Wednesday, July 30, 2008

Maureen and the Obamanauts

Cyclops and Cunning
Published: July 30, 2008

Maureen Dowd is still hooked on mythology and references a Daily Show bit about Obama slaying dragons.

At home, Jon Stewart was poking fun at the grandiosity of the “Obama Quest” and “the Obamanauts.” He showed film clips of “our hero” in chain mail fighting off dragons and a Cyclops in his crusade to come home and rule over Dreamerica.
She is also trying to get Obama to play her literary allusion game by tricking him into comparing himself to brave Ulysses:
By happenstance, on O-Force One I raised the matter of quests and Cyclops with the candidate. Having read that he had left the trail in early June to go back to Chicago and see his daughter Malia perform in The Odyssey for theater class, I wondered if that rang any bells on this trip? The hero on a foreign journey, battling through obstacles to get back home, where more trouble would wait?

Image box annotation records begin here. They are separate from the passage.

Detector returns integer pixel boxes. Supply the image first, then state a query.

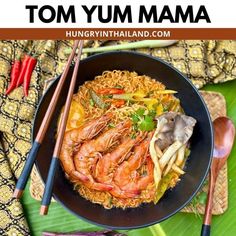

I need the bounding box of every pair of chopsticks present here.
[13,40,83,215]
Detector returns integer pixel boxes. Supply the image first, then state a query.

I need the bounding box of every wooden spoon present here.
[201,117,235,236]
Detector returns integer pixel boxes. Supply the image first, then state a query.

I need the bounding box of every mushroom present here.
[150,112,196,182]
[156,112,196,169]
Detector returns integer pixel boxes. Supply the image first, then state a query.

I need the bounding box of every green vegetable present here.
[89,98,94,106]
[139,116,155,131]
[131,108,156,131]
[136,108,145,116]
[89,89,107,109]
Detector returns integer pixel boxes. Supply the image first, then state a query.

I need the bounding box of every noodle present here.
[63,70,181,208]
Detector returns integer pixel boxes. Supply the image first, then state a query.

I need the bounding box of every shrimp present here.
[94,134,143,184]
[60,113,112,181]
[74,120,131,191]
[110,133,153,198]
[114,134,152,188]
[122,156,154,195]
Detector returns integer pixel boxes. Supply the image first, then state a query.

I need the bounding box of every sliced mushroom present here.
[151,112,196,170]
[164,153,177,176]
[175,144,186,166]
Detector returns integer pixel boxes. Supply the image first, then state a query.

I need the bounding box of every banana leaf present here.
[161,80,236,236]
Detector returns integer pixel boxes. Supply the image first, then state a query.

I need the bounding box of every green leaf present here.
[131,114,139,123]
[161,80,236,236]
[139,116,155,131]
[135,108,145,116]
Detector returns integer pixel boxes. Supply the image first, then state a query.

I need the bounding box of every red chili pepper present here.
[97,88,125,95]
[23,57,37,96]
[6,57,21,94]
[16,54,31,87]
[112,100,125,107]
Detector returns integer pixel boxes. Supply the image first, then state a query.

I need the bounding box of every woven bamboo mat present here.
[30,91,228,215]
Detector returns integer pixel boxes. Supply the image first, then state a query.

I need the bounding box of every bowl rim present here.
[31,50,214,230]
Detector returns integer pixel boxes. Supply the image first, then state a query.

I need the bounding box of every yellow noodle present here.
[69,70,180,208]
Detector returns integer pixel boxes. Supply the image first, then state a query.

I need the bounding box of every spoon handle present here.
[201,168,215,236]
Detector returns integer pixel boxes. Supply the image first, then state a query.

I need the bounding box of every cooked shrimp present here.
[95,134,143,184]
[115,157,154,197]
[74,120,131,191]
[114,133,153,188]
[60,113,112,181]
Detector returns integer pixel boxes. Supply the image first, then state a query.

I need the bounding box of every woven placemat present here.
[30,91,228,215]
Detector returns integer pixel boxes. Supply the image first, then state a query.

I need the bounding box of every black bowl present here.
[33,52,213,229]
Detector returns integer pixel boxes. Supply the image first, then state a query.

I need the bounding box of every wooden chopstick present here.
[40,40,83,215]
[13,40,79,198]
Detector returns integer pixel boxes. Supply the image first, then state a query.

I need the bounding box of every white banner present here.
[0,0,236,28]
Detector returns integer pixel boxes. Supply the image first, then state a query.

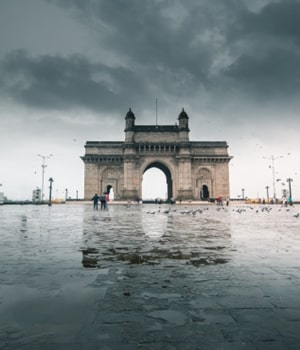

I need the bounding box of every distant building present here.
[32,187,42,202]
[81,109,232,200]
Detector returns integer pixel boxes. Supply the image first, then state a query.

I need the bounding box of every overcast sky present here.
[0,0,300,199]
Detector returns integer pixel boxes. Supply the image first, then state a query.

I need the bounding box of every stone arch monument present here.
[81,109,232,200]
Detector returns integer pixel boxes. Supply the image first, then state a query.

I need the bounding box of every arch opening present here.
[142,162,173,201]
[200,185,209,199]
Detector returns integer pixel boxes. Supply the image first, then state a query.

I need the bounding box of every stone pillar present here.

“The whole sort of siren thing, the Cyclops, that’s interesting,” he said.
Note how cleverly Barack evades making any confirmation or denial of the validity of the analogy. Since he won’t open up to her, she uses the Icarus myth that he told a different reporter.
Unlike an idol, Bobby Kennedy, Obama does not see himself in terms of Greek myth, although he did tell The Times’s Jeff Zeleny on the trip that he knew the risks of “flying too close to the sun.”
And to truly mix the milieus, she throws in a newly appropriated and repurposed term Obamanaut (the phrase has been informally floating through the ether for several months now) as a portmanteau of Obama and Argonaut as in Jason And The Argonauts, today's Movies With Maureen®.
The Obamanauts were so pleased with navigating their complex thicket of global photo-ops — without even one embarrassing picture of Obama hugging an Arab — that they weren’t as wary with the press.
Maureen then lurches into a pointless anecdote whose only purpose is to reveal Obama’s choice of alcoholic beverage is not the beer he swigs on the campaign trial. This is important because Dowd has chronicled the vices of the other candidates.
The senator left his briefing books behind for a rare instance of mingling with his journalism posse at a Berlin restaurant as he sipped a rare “very dry” martini with olives.
It seems Obama is not familiar with the ways of international diplomacy and failed to get his hosts gifts even though they brought him White House warming presents.
I said he could be forgiven for not knowing the customs of a trip that had never taken place before — a mere presumptive nominee of one party being feted like a president. Or, given W.’s repellant effect on Old Europe and Obama’s pheromone effect, better than a president.
And the mention of Barack smelling nice is going to have to do as today’s Veiled Gay Slur®. It’s a stretch, but people expect and look for these small asides so that they can take umbrage at the continued existence of Maureen Dowd.

And speaking of pointless anecdotes, another involves Obama learning the German analogue of one of Maureen’s favorite phrases.
His meeting with Angela Merkel taught him a whole new expression.

“When we were talking about Iran,” he told me, “it turns out that carrots and sticks in German is sweetbread and whips, which I thought was a little more evocative.”
The mention of whips really drew a twinkle in Maureen’s eye, since she had once written a column about Hillary and Barack using nothing but bondage metaphors. She also name checks Borat's other alter-ego showing that she is in tune with all the top satirists.
I said it sounded like a skit with Ali G, sitting on a settee, talking to Madam Chancellor, the “Iron Frau,” about whips.

“That’s the equivalent German expression,” he continued, with an amused smile. “That was a little cultural lesson. Sweetbread and whips. I thought, man, we’re in Berlin ...”
But Obama stops himself before saying anything revealing, which makes him a smart man. And Maureen admires that with yet another tortured take on the Icarus myth.
Odysseus’s heroic trait is his cunning intelligence. Given his inability to get lift off, even flying close to the sun, Obama will need all he can muster.
And if he keeps taking language lessons from foreign heads of state, he may become a cunning linguist as well.